3 Chapter 3: Ancient Arts (Prehistoric, Ancient Near East, Egyptian)

Prehistoric Art

Prehistoric art is art created before the dawn of recorded history. Mostly known for cave paintings but also includes sculptures and architecture. A time period that covers millions of years until the beginning of written history that started ca. 3500 BCE in the ancient Near East. The caves we came out of are littered with the tools we used to create art.

Paleolithic-Old stone age (Paleo = old; Lith = stone)

Mesolithic-middle stone age (meso = middle)

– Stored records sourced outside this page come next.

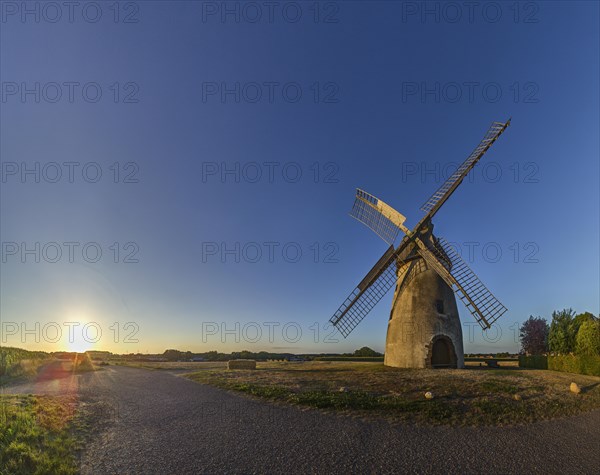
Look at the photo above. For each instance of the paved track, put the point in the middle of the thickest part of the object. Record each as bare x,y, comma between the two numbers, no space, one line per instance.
157,422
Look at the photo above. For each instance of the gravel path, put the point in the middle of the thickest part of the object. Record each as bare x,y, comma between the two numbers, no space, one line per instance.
158,422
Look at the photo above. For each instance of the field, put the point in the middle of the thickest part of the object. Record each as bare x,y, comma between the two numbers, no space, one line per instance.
36,435
460,397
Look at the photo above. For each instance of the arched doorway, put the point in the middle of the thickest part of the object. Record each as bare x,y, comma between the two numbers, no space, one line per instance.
442,353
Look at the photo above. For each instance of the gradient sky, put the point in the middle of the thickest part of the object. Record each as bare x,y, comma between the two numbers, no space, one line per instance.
362,121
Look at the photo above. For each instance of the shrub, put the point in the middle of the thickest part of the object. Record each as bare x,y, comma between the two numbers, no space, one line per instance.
587,341
533,361
533,335
561,337
581,364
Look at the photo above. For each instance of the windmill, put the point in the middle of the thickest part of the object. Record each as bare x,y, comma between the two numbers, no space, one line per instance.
424,328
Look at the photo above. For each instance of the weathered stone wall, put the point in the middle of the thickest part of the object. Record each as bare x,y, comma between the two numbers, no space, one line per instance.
415,321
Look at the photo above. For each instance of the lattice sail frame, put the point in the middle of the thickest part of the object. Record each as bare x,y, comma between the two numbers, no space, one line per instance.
444,259
443,192
378,281
384,220
480,302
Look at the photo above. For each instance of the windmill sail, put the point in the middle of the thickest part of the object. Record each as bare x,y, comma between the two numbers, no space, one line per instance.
380,279
458,275
443,193
377,215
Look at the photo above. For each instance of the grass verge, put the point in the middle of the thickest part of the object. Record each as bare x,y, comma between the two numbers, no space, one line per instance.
461,397
36,435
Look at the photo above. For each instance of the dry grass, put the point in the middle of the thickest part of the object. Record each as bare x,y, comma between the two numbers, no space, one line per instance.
461,397
36,435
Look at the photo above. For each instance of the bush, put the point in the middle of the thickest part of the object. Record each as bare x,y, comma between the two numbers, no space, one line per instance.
581,364
533,361
533,335
587,341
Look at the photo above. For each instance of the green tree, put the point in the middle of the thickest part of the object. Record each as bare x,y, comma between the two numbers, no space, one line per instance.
561,337
533,335
587,341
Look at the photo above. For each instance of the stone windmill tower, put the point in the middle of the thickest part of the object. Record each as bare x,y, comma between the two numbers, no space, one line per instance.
424,330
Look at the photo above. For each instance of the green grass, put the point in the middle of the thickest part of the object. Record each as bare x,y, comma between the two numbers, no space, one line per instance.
461,397
36,435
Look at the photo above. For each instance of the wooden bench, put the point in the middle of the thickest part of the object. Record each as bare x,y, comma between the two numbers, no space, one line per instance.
492,363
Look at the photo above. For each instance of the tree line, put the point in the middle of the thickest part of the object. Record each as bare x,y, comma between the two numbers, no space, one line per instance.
567,333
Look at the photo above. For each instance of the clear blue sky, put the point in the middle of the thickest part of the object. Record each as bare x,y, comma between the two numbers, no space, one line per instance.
387,93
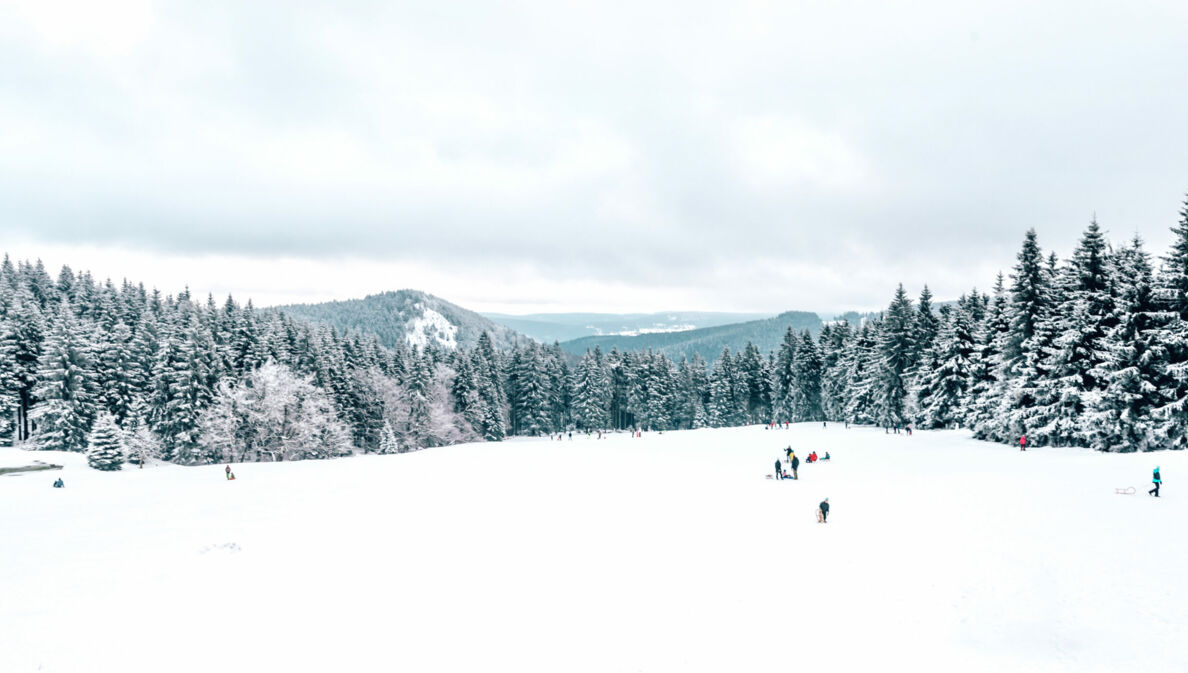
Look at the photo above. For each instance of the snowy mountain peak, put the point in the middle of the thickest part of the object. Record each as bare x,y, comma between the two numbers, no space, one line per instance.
431,326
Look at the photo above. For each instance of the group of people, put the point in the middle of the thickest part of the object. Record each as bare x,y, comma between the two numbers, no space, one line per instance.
794,463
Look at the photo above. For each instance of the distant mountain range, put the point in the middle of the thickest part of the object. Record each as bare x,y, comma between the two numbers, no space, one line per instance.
549,327
417,318
708,341
411,316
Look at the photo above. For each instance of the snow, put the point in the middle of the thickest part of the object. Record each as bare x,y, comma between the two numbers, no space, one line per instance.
670,552
431,326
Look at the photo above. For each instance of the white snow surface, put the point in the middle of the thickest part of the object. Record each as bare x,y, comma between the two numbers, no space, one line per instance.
665,553
431,326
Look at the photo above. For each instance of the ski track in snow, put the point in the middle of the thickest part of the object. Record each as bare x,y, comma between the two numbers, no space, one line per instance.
665,553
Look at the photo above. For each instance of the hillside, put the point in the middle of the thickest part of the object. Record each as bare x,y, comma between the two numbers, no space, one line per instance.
707,341
549,327
971,547
406,315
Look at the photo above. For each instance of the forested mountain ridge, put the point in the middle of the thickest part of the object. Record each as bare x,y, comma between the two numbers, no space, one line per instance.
707,343
1091,352
549,327
408,316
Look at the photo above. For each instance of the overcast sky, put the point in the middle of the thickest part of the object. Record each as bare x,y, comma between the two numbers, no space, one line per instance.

Neolithic-New stone age (Neo = new) Characterized by a change in relationship between humans and their environments, domestication of animals and plants, more substantial structures built.

Venus von Willendorf

Venus of Willendorf

From Willendorf, Austria, ca. 25,000–21,000 BCE. Limestone; 4 3/8 in. high.

  • Many of these Venus figurines date from ca. 30,000–11,000 BCE and are found from Europe to Siberia and made from soft material like clay, bone, calcite, and Ivory.
  • Carved from limestone that was not from the local area and tinted with red ochre.
  • A Sculpture in the Round is a 360-degree view, meaning you can see the bottom, top, sides, etc.
  • The deep navel is a natural indention in the stone. It never had feet.
  • May stress health/fertility/beauty. Emphases on the belly, breast, and pubic area.

Hall of Running Bulls in the Lascaux Cave

Hall of the Running Bulls, Lascaux, France, ca. 15,000–13,000 BCE. Paint on limestone rock. The Lascaux cave was rediscovered in 1940 by teenagers when their dog fell in a hole. Of the images depicted in the caves, 72% were not hunted for food.

Ask yourself: Why did prehistoric humans spend time and energy away from surviving to create art? What functions did these visuals represent or serve? What do the images mean?

A good documentary to watch is the Cave of Forgotten Dreams on the discoveries of the Chauvet cave. Trailer: https://youtu.be/qfJfRx2IAYo


Stonehenge                  Overhead drawing of Stonehenge

Stonehenge, Salisbury Plain, England, ca. 2800–1500 BCE.  Stonehenge uses the first principle of architecture, Post and Lintel = 2 upright stones supporting a third horizontal lintel stone.

Ancient Near East

Ancient Mesopotamia is located in today’s Iraq and parts of Syria. It is here that we find some of the earliest evidence for what we can call civilization: political organization, religious beliefs, cities, and food storage.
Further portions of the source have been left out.